Pension rules proposed by the Ontario government are good news for plan sponsors but have employee groups up in arms.
The proposed changes offer clarification about the payout of pension surpluses during a partial wind up. In any instance where a plan is partially wound up, through a unit closure for example, employers will not be obligated to pay employees leaving the plan any surplus.
This is a favourable change for employers, said Priscilla Healy, a principal with Towers Perrin, and the chair of the advocacy and government relations committee for the Association of Canadian Pension Management. “Now it is clear that you do not have to pay out surplus. The members who are affected will retain rights for full wind up.”
There has been a great deal of uncertainty about partial wind up surpluses since December 1998 when the Superintendent of the Financial Services Commission of Ontario (FSCO) refused a partial wind up proposal from Monsanto Canada Ltd. on the grounds that, among other things, it did not contain provisions to distribute any surplus.
In large part, the problem stemmed from poorly worded legislation in the Ontario Pension Benefits Act that deals with partial wind ups, specifically section 70(6).
FSCO maintained Monsanto was obligated to distribute the actuarial surplus that existed to members affected by a partial wind up. That decision was later upheld by Ontario’s Superior Court of Justice but is now before the court of appeal. (A decision from the court of appeal is imminent but was not available at press time.)

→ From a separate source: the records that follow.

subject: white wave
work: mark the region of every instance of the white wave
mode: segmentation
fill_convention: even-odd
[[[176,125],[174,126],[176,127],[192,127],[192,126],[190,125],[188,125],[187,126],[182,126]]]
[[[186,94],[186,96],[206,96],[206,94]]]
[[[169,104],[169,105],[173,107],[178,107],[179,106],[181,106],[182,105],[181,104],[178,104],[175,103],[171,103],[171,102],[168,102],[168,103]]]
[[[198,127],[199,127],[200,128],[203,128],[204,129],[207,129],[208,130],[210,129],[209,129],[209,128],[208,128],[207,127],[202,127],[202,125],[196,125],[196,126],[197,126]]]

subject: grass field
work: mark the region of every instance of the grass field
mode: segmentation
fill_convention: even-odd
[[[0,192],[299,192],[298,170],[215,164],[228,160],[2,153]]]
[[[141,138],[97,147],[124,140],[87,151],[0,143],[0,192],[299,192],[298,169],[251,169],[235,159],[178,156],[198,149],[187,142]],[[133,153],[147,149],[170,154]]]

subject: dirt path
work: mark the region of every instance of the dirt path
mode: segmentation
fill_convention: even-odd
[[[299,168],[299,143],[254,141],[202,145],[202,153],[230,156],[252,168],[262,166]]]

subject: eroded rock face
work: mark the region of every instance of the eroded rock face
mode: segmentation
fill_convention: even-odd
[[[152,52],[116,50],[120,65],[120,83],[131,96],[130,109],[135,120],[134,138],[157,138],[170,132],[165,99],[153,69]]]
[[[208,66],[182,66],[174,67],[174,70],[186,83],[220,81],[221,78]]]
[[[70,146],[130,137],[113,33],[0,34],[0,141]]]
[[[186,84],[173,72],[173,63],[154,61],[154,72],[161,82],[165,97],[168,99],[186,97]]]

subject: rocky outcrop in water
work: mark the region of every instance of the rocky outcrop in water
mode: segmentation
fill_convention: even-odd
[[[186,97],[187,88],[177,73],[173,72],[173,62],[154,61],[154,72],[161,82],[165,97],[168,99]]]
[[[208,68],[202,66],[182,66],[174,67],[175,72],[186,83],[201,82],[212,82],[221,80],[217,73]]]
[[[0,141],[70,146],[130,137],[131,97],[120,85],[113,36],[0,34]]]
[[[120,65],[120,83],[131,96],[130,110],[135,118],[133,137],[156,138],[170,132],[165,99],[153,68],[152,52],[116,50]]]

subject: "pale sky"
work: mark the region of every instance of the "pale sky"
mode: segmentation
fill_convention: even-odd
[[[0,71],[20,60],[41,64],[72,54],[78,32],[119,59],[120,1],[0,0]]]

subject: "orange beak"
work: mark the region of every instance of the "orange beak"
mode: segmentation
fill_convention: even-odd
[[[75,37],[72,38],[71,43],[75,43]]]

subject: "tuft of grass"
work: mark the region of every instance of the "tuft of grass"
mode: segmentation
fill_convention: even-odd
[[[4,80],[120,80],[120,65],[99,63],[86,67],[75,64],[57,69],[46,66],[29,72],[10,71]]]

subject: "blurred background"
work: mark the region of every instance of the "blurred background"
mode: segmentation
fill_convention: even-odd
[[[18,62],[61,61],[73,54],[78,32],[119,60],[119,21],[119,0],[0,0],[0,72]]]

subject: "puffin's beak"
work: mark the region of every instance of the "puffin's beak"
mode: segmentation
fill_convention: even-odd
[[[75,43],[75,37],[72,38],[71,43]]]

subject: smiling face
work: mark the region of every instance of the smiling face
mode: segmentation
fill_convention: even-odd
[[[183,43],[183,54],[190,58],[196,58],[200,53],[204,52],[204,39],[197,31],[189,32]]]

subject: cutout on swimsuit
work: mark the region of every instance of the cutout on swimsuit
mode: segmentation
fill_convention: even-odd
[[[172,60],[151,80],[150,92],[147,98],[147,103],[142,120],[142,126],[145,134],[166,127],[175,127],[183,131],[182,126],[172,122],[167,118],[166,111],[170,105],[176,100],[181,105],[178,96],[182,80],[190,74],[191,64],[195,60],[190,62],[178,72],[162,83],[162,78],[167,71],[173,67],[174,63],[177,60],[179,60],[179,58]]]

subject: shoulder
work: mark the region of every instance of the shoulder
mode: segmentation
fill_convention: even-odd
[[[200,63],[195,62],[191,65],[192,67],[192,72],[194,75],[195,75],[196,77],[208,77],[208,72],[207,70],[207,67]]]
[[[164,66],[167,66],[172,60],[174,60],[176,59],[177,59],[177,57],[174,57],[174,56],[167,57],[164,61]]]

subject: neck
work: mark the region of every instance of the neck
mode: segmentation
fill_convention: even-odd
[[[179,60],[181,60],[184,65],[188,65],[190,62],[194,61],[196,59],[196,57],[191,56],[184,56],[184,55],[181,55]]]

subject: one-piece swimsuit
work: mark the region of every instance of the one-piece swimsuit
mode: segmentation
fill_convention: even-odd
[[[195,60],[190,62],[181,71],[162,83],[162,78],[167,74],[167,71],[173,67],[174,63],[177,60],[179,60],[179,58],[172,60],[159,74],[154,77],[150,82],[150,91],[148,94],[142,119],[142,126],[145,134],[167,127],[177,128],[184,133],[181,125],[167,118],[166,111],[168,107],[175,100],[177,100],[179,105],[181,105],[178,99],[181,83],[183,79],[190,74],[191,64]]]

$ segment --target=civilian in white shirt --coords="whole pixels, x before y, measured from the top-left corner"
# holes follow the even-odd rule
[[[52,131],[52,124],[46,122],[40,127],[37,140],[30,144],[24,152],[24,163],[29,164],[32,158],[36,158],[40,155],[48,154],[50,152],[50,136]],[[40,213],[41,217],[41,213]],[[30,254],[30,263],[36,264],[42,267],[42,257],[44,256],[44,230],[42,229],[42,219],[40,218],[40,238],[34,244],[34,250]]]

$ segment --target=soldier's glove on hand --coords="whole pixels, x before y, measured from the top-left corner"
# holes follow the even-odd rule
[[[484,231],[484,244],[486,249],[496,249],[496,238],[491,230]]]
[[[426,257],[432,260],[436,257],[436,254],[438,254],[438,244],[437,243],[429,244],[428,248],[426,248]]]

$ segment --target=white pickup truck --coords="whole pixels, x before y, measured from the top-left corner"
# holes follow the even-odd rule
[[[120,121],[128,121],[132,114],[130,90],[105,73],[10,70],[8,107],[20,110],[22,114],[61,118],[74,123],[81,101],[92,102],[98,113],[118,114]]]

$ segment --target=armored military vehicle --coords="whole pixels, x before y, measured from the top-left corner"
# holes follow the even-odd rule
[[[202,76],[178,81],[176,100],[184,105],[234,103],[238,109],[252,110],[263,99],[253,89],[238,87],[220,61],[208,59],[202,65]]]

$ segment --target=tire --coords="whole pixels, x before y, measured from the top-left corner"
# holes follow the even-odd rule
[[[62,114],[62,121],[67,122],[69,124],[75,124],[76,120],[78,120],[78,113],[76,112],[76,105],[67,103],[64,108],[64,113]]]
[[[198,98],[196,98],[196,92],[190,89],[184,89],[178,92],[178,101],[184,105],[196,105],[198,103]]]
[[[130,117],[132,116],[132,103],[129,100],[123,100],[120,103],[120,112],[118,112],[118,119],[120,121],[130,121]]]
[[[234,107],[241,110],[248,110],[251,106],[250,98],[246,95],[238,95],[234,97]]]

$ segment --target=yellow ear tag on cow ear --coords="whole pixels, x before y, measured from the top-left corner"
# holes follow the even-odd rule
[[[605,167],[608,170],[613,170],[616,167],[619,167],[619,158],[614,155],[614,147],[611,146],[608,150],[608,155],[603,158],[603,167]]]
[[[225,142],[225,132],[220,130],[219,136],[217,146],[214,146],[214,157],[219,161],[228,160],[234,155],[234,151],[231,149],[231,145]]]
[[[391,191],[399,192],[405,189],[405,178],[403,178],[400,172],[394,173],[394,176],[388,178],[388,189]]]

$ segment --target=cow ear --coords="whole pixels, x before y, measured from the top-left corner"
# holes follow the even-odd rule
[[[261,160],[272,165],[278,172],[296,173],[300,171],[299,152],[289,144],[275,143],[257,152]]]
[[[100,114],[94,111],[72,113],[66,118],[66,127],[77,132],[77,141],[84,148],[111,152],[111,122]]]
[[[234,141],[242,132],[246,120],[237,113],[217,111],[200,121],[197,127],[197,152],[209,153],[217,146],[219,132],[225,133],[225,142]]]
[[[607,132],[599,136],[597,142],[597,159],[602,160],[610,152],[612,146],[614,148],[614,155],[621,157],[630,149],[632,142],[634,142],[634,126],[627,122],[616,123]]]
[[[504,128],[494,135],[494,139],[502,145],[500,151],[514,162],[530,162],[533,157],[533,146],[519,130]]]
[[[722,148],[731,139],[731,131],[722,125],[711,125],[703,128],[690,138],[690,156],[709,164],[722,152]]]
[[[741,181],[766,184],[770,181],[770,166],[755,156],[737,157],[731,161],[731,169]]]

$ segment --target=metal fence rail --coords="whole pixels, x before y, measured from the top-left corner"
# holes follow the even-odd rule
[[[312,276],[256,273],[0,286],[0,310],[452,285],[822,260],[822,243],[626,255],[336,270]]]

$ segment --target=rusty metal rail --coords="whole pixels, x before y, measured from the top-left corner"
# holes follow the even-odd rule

The proposed rule changes, included in Ontario’s omnibus Bill 198, introduced in late October, include changes related to surpluses during a full wind up and for ongoing plans.
With ongoing plans in Ontario, it has been very difficult to tap into a surplus, said Healy. In some cases, plans could have huge surpluses that keep growing and it was very difficult for the employer to use it. “You had to get 100 per cent consent and in a large plan that is almost impossible to get,” she said.
While the changes are good news for plan sponsors, labour groups and some pension lawyers accuse the government of making it easier for employers to take pension funds from plan members.
In a position paper presented to the Ministry of Finance, the Ontario Federation of Labour maintains that while employers may not have known it, since 1991 they were in fact obligated to distribute any surplus that existed at the time of a wind up.
The paper also explained why members should be entitled to some portion of a surplus. “Typically, it is older workers who lose their employment as a result of such restructurings.
“Many of them are never able to replace what they have lost. Some do not find new employment, while many others find employment at wages considerably inferior to those they received prior to the downsizing. Typically, the pensions to which they are, or may become entitled, are not indexed, and their ability to accrue a decent pension is compromised by the fact that they are no longer participating in the pension plan.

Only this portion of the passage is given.